The ideal cell transfection method should have the advantages of high transfection efficiency and low cytotoxicity. Virus-mediated transfection is currently the most efficient transfection method, with low cytotoxicity advantages. However, the procedure for preparation of virus-based transfection is complex and is often highly selective for cell types and is not readily available in the general laboratory. Other physical and chemical-mediated transfection methods have their own characteristics.
It should be pointed out that no matter what kind of transfection technique is used, the optimal transfection results may need to be optimized for transfection conditions. Factors that affect transfection efficiency are numerous and need to be taken into account in terms of cell type, cell culture conditions, and cell growth status, as well as the operational details of the transfection method.
First, the cell passage
1. Test Preparation: 200ul / 1mlTip each one box (above items are autoclaved), alcohol cotton balls, waste tanks, test tube rack, micropipette, marker, petri dishes, centrifuge tubes.
2. Discard the culture medium in the Petri dish and wash twice with 1 ml of PBS solution.
3. Add 1 ml of Trypsin solution to Tip for 1 minute (37 ° C, 5% CO2). Raise the bottle wall with a hand and observe that the cell has compley come off the wall.

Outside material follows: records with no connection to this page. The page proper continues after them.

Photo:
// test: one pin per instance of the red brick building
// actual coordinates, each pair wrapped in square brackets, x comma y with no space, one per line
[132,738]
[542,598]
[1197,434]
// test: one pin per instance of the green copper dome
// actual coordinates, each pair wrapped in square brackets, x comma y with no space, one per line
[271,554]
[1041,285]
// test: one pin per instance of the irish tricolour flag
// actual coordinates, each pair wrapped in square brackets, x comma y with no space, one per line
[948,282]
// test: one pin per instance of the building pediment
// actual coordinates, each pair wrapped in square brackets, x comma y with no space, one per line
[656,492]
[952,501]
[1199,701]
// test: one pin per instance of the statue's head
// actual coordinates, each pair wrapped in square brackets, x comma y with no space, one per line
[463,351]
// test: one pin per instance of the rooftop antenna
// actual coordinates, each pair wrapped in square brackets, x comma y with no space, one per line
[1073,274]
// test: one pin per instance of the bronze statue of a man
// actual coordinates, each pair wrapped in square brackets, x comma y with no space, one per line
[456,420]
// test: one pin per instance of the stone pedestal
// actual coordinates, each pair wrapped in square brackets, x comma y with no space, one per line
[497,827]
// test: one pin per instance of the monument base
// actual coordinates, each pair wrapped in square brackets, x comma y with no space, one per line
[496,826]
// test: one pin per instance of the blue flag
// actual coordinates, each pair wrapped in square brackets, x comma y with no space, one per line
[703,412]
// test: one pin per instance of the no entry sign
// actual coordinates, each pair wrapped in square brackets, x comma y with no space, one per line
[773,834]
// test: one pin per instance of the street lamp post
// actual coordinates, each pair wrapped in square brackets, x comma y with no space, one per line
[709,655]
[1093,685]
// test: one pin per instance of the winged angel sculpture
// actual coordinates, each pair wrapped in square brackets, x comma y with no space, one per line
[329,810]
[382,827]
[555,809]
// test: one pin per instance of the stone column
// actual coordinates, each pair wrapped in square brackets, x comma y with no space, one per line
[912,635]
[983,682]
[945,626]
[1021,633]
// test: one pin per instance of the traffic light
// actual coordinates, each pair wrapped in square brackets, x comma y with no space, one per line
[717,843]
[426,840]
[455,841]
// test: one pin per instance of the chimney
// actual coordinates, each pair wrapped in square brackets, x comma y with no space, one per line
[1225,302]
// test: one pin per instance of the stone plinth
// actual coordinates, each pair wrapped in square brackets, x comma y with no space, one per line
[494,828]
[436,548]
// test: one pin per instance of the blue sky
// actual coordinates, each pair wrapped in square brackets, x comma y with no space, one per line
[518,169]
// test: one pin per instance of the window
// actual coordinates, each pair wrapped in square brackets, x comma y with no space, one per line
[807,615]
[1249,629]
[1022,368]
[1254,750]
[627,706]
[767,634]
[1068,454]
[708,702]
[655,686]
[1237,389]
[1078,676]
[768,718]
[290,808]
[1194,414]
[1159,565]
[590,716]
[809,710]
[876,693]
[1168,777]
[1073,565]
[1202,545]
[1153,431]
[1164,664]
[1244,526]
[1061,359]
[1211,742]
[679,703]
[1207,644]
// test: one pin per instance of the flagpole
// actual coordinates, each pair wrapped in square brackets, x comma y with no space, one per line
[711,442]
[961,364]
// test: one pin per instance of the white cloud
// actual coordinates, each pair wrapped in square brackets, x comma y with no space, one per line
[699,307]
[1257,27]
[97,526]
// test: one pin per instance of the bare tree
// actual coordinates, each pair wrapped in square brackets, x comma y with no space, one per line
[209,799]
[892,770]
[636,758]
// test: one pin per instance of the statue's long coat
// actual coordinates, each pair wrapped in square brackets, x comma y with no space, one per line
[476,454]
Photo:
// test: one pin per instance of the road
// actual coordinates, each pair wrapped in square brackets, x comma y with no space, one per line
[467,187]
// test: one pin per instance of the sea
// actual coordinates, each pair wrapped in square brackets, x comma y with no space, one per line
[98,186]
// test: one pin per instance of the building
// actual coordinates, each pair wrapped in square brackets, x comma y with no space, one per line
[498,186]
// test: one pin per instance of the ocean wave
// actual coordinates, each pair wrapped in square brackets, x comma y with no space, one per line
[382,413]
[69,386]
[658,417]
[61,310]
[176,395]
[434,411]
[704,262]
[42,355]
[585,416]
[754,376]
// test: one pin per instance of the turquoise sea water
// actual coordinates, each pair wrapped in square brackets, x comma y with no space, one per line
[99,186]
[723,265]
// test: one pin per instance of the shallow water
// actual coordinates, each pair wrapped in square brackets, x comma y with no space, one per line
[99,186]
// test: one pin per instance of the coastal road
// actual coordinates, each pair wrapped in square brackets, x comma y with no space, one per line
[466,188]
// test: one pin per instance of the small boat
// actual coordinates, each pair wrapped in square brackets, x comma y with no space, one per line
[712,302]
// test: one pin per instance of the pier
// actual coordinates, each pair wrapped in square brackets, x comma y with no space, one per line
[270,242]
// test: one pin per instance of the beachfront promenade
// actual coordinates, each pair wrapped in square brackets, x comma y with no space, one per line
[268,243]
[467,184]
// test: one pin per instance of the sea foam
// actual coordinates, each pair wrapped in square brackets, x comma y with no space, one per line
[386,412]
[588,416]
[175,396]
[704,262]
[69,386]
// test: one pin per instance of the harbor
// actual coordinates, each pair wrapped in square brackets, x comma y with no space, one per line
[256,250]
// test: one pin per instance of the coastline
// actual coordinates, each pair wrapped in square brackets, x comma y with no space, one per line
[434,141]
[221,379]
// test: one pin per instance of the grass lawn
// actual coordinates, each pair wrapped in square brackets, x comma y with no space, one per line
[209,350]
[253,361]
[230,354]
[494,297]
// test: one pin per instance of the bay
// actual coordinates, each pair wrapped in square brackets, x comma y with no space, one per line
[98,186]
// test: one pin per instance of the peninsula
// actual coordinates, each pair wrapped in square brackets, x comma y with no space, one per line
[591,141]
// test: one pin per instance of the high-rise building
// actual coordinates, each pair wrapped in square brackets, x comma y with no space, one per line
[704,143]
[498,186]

4. Add 1ml of serum-containing medium to stop the reaction.
Tip Tip repeatedly suction, the cells compley dispersed.
6. The culture medium into the centrifuge tube, 1000rpm centrifuge 5min.
7. Resuspend the cells in culture and select 0.8 × 10 6 cells to add to a 35 mm Petri dish.
8. The appropriate volume of complete medium was added to the centrifuge tube, mix the cells gently added to the Petri dish, to its uniform distribution.
9. Petri dishes into CO2 incubator culture, the next day transfected.